Another fee you’ll find with many personal loans, including auto loans, is the loan origination fee. This fee usually comes as a percentage of the total loan amount. Most lenders charge between one and eight percent for this fee, which can add up quickly. Most lenders will gladly wrap the origination fee into the financing package, which means you’ll pay even more for this fee in the long run because you’ll be paying interest on the total amount.
While most loans have origination fees, and each lender has its own formula for determining those fees, you can do things to ensure you’re getting the lowest possible fee a given lender offers. One of the most important is to develop a good credit history and improve your credit score before applying for a loan.
Types of Closing Costs
Closing costs are a catch-all phrase that encompasses various fees that must be paid at the closing table when closing on a mortgage loan. Different types of fees fall beneath this umbrella, including the following:
- Title search fees. This search ensures that no one else has a claim on your home.
- Title insurance. Protects lenders if issues arise after the sale and are usually required by your lender.
- Property taxes. This will vary according to laws in your state, but buyers must typically pay all or part of the year’s property taxes at the closing table.
- Home appraisal fees. Covers the costs of appraising your home so the lender can determine if the value of your home exceeds the amount they are lending you.
- Home inspection fees. An optional fee that is well worth the investment and is generally paid before you get to the closing table.
- Loan origination fees. A necessary component of most loans, origination fees vary among lenders.
- Underwriting fees. Sometimes referred to as administrative or processing fees, these fees cover the costs of determining your eligibility for the loan.
- Points. Essential but optional fees that can help reduce the interest rate on your mortgage. For every point you purchase, you can reduce your interest rate on the mortgage, effectively reducing the amount you’ll pay on your home over the entire life of your mortgage. The savings can be huge.

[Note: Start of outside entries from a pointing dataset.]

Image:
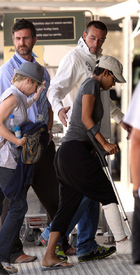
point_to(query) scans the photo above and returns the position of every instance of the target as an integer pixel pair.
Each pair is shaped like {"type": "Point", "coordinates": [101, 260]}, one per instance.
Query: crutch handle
{"type": "Point", "coordinates": [101, 153]}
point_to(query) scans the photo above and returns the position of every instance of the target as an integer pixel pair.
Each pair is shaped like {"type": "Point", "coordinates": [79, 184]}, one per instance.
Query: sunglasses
{"type": "Point", "coordinates": [38, 85]}
{"type": "Point", "coordinates": [114, 78]}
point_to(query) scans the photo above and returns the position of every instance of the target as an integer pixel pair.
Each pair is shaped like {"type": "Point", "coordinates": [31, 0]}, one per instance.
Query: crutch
{"type": "Point", "coordinates": [102, 154]}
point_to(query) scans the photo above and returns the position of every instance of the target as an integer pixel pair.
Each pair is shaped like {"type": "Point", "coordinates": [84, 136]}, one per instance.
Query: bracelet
{"type": "Point", "coordinates": [94, 129]}
{"type": "Point", "coordinates": [135, 193]}
{"type": "Point", "coordinates": [30, 101]}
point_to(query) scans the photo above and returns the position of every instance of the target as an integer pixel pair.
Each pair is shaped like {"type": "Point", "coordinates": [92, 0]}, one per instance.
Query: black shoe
{"type": "Point", "coordinates": [98, 253]}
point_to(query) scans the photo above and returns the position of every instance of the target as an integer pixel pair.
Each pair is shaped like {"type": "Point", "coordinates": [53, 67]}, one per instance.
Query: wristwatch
{"type": "Point", "coordinates": [135, 193]}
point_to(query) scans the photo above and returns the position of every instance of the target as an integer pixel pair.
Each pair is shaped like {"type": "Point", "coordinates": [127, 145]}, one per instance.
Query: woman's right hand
{"type": "Point", "coordinates": [111, 148]}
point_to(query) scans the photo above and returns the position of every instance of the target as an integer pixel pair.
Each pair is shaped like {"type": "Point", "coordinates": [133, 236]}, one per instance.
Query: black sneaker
{"type": "Point", "coordinates": [59, 252]}
{"type": "Point", "coordinates": [98, 253]}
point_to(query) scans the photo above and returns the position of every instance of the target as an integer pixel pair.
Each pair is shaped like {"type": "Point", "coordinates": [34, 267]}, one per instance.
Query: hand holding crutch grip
{"type": "Point", "coordinates": [102, 154]}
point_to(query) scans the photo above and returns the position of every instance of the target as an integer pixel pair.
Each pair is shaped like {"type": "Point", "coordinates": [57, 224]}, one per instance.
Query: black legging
{"type": "Point", "coordinates": [79, 173]}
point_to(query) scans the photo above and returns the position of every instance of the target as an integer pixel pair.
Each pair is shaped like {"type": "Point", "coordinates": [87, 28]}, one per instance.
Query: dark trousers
{"type": "Point", "coordinates": [79, 174]}
{"type": "Point", "coordinates": [46, 188]}
{"type": "Point", "coordinates": [136, 232]}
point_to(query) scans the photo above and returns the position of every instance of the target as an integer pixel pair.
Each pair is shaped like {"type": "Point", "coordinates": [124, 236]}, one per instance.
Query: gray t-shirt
{"type": "Point", "coordinates": [77, 130]}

These fees do not cover other fees you may face when buying a home, such as Realtor fees and real estate attorney fees. Remember those, as they can impact your ability to seal the deal and ultimately purchase your home.
How Loan Fees and Closing Costs are Structured
Some closing costs and loan fees can be wrapped in your mortgage. However, this is not the case for all of them, and some will have to be paid when you close the loan. Unfortunately, you can’t always estimate or determine the amounts of fees and closing costs ahead of the closing. Because lenders all have different criteria and fee structures and borrowers all bring different credit histories and risks to the closing table, there is no clear way to determine who will have to pay how much ahead of time.
Negotiating Loan Fees and Closing Costs
The most important thing you can do is negotiate fees and closing costs beforehand. This will help to ensure you’re not hit with unpleasant surprises you can’t afford and can make the loan more affordable. Ask auto dealers, for instance, to skip unnecessary services that add fees to the bill. Other things you can do to reduce or mitigate some of these fees and costs include:
- Take time to improve your credit before applying for loans.
- Double-check credit reports to ensure all information is accurate and current.
- Consider shorter loan terms.
- Make higher down payments to reduce the amount you borrow.
- Consider a co-signer with outstanding credit.
Ultimately, there are no guarantees for keeping closing costs and loan fees down, but these things may help.